Hoch genug, dass rechtzeitiges Absagen die bequemere Option ist – niedrig genug, dass niemand das Studio deswegen verlässt. Als internationale Orientierung nennt Glofox für späte Absagen typischerweise 10 bis 20 Dollar pro Einheit, mit höheren Beträgen für No-Shows. Viele Studios verzichten ganz auf Geld und ziehen stattdessen die Einheit von der Karte ab. Wichtig ist in Deutschland: Pauschalen dürfen laut § 309 Nr. 5 BGB den üblicherweise zu erwartenden Schaden nicht übersteigen.
Wie lang sollte das Stornofenster für einen Reformer-Kurs sein?
Es hängt davon ab, wie schnell du den Platz nachbesetzen kannst. Glofox nennt branchenüblich 2 bis 24 Stunden, Virtuagym 12 bis 24 Stunden für Gruppenkurse und 24 bis 48 Stunden für Kleingruppen und Personal Training. Für Kurse mit voller Warteliste reichen oft vier Stunden, für ruhige Randzeiten sind 24 Stunden sinnvoller. Zwei Stufen statt einer Regel bilden deine Woche realistischer ab.
Sind Stornogebühren in Deutschland überhaupt zulässig?

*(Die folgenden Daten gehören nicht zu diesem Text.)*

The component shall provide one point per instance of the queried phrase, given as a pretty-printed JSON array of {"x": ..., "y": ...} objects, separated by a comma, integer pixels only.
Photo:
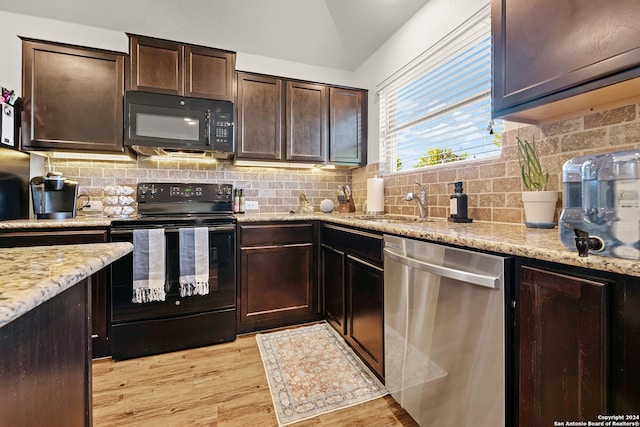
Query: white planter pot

Grundsätzlich ja, wenn sie wirksam vereinbart sind. Für Pauschalbeträge in AGB gilt § 309 Nr. 5 BGB: Die Pauschale darf den nach dem gewöhnlichen Lauf der Dinge zu erwartenden Schaden nicht übersteigen, und die Klausel muss der Kundin ausdrücklich den Nachweis gestatten, dass gar kein oder ein wesentlich geringerer Schaden entstanden ist. Fehlt dieser Hinweis, ist die Klausel angreifbar. Lass die konkrete Formulierung anwaltlich prüfen – dieser Artikel ist keine Rechtsberatung.
Was ist der Unterschied zwischen einer späten Absage und einem No-Show?
Bei einer späten Absage erfährst du wenigstens, dass der Platz frei wird, und kannst ihn über die Warteliste vergeben. Beim No-Show bleibt der Reformer leer, ohne dass jemand die Chance hatte, ihn zu nutzen. Deshalb ist die Konsequenz beim No-Show in der Regel höher als bei der späten Absage.
Verliere ich Kundinnen, wenn ich Stornoregeln einführe?
Nicht, wenn du die Regel vorher erklärst und fair anwendest. Kündige sie persönlich an, begründe sie mit der Warteliste statt mit Umsatz, mach sie im Buchungsprozess sichtbar und behandle den ersten Ausrutscher als einmalige Kulanz. Deine zuverlässigen Kundinnen empfinden eine klare Regel eher als Schutz – sie sind es, die sonst regelmäßig keinen Platz bekommen.